= František Tůma =

Czech composer

František Tůma

František Ignác Antonín Tůma (2 October 1704 – 3 February 1774) was a Czech composer of the Baroque era. He lived the greater part of his life in Vienna, first as director of music for Franz Joseph, Count Kinsky, later filling a similar office for the widow of Emperor Charles VI.

He was an important late-baroque composer, organist, gambist and theorbist.

==Life==
Tůma was born on 2 October 1704 in Kostelec nad Orlicí, Kingdom of Bohemia. received his early musical training from his father, parish organist at Kostelec, and probably studied at the Clementinum, an important Jesuit seminary in Prague. He likely sang as a tenor chorister under Bohuslav Matěj Černohorský (an important composer and organist) at the Minorite Church of St. James the Great, and he is believed to have received musical instruction from him. Tůma then went to Vienna, where he was active as a church musician; according to Marpurg he became a vice-Kapellmeister at Vienna in 1722. Tůma's name first appears in Viennese records in April 1727, when he got married.

In 1731 he became Compositor und Capellen-Meister to Count Franz Ferdinand Kinsky, who was the High Chancellor of Bohemia. Kinsky's patronage made it possible for him to study counterpoint with Johann Fux in Vienna. He participated in the premiere of Fux's opera Constanza e Fortezza along with Georg Benda and Sylvius Leopold Weiss. In 1734, Kinsky recommended Tůma for the post of the Kapellmeister to Prague Cathedral, but his recommendation arrived too late and Tůma may have remained in Kinsky's service until the latter's death in 1741. In that year he was appointed Kapellmeister to the dowager empress, the widow of Emperor Charles VI. On her death in 1750, Tůma received a pension.

For the next 18 years he remained in Vienna and was active as a composer and as a player on the bass viol and the theorbo; he was esteemed by the court and the nobility, and at least one work may have been commissioned from him by the Empress Maria Theresa. After the death of his wife in about 1768, Tůma lived at the Premonstratensian monastery of Geras (Lower Austria), but in his last illness he returned to Vienna and died in the hospital of the Merciful Brethren in the Leopoldstadt. He died in Vienna on 3 February 1774, aged 69.

==Style==
Tůma's music belongs stylistically to the late Baroque. His sacred works, which were known to Haydn and Mozart, were noted by his contemporaries for their solidity of texture and their sensitive treatment of the text as well as for their chromaticism.
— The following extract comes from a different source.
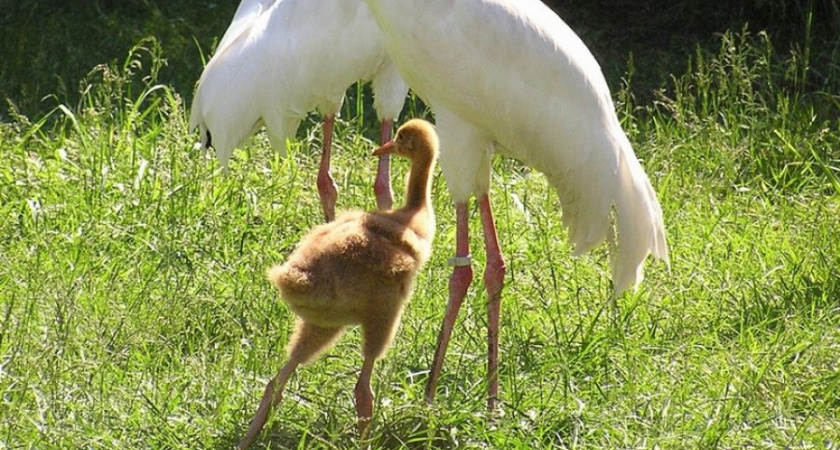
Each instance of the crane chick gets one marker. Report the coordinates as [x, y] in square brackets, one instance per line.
[358, 270]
His instrumental music includes trio and quartet sonatas, sinfonias and partitas, mostly for strings and continuo; some of them were clearly intended for orchestral use.

Among his sacred works we find some 65 masses, 29 psalms and 5 settings of the Stabat Mater.

==Selected works==
- Stabat Mater (5)
- Mass in C
- Mass in E-minor (64 masses)
- Symphony No. 7 in A
- Symphony in B-flat
- Litanie Lauretanie (20)
- Partita in D minor, for orchestra
- Sonata in G, for orchestra
- Psalm (29)
- Lamentations
- Miserere (1)
- Magnificat (3)
- Te Deum (1)

==Selected discography==
- The Dresden Album. Johannes Pramsohler. Ensemble Diderot. (Audax Records ADX 13701)
- Mariánska hudba jezuitov a piaristov z Trenčína. Musica Aeterna Vox Aeterna. Artistic leader: Peter Zajíček (Musica Tyrnaviensis R68 003–2–231).